Quelques chiffres pour donner la mesure des enjeux sur le terrain. Depuis 2004, la consommation énergétique augmente annuellement de 7 % à La Réunion, de 4 à 5 % en Martinique et en Guadeloupe. La consommation électrique de Mayotte a connu, entre 2003 et 2004, une progression de 30 %. Cette croissance exponentielle rend d'autant plus importante la lutte contre les émissions de gaz à effet de serre et la mutation vers les énergies renouvelables.
Le niveau de dépendance aux énergies fossiles importées pour la production d'électricité est extrêmement élevé : 98 % en 2010 pour la Martinique, 70 % pour la Guadeloupe et La Réunion, environ 50 % pour la Guyane.
Le Grenelle de l'environnement avait fixé des objectifs clairs : l'autosuffisance en 2030, avec un objectif intermédiaire de 50 % d'énergies renouvelables en 2020. Les élus d'outre-mer devront obtenir des précisions sur ce niveau d'exigence. Maintient-on ces objectifs – et quels moyens met-on en oeuvre pour les atteindre – ou les atténue-t-on en fonction des ressources en énergies renouvelables de chaque région ?
Rappelons que le coût de production du MWh, qui est de 60 euros au niveau national, varie entre 90 et 200 euros dans les outre-mer : 90 euros pour La Réunion, 120 pour la Martinique et la Guadeloupe et 200 euros pour Saint-Pierre-et-Miquelon. Dans d'autres îles ne bénéficiant pas de la CSPE (contribution au service public de l'électricité), le poids de la facture électrique est considérable. La CSPE fait d'ailleurs l'objet d'un débat. Le coût de la péréquation qu'elle permet entre les DOM et l'hexagone est d'environ 2 milliards d'euros.
Enfin, la stratégie de la mutation énergétique doit s'accompagner d'une stratégie à la fois économique et sociétale. Nous ne devons pas être des terres exploitables où la valeur ajoutée est ramenée dans l'hexagone directement ou par des systèmes de défiscalisation. Il faut absolument que l'ingénierie soit domiciliable localement.
Passons maintenant en revue les différentes énergies renouvelables.
S'agissant du photovoltaïque, le système de défiscalisation a été supprimé et le tarif de rachat par EDF a baissé. La commission Baroin souhaitait que l'on ramène ce tarif à 20 centimes d'euro, mais aucune décision concrète n'a été prise. Nous devons donc exiger la mise en place, dans les meilleurs délais, d'un tarif de rachat attractif, seul moyen de relancer la filière. Il convient également d'obtenir une confirmation claire de la ministre concernant l'accès des équipements photovoltaïques au crédit d'impôt développement durable.

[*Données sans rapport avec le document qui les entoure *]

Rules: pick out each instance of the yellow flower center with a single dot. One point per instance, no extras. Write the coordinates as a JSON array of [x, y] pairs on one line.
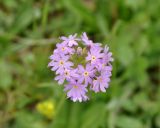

C'est EDF qui a fixé unilatéralement le seuil de 30 % d'électricité d'origine variable dans les réseaux. Comme le médiateur de l'énergie et de nombreux collègues, je pense qu'il faut revoir le système de gouvernance d'ERDF (Électricité réseau distribution France) et d'EDF. Ne conviendrait-il pas de prévoir, notamment dans le cadre des plans de performance énergétique régionalisés, d'intégrer une dimension publique dans la gouvernance locale d'EDF, comme c'est le cas pour les grands ports maritimes ou les aéroports ? On ne peut mener à bien le PCET (plan climat énergie territorial), le SRCAE (schéma régional du climat, de l'air et de l'énergie), le SAR (schéma d'aménagement régional), le PRAD (plan régional de l'agriculture), sans pouvoir peser d'aucune manière sur l'entreprise !
En l'espèce, le seuil de 30 % est un frein. Presque tous les départements et territoires d'outre-mer l'ont aujourd'hui atteint ou dépassé. Il faut le porter à 40 % et mettre en place les réponses technologiques – stockage, réseaux intelligents et interconnectables – appropriées. Nous devons ici structurer l'innovation, ce qui pose la question des appels à projets. Bien que leurs modalités ne soient pas toujours adaptées à l'outre-mer, on enregistre quelques progrès. Le projet européen ENR 300 a ainsi permis de développer l'énergie thermique en mer. On peut également évoquer les STPE (stations de transfert d'énergie par pompage) et le SWAC (Sea-water air conditioning).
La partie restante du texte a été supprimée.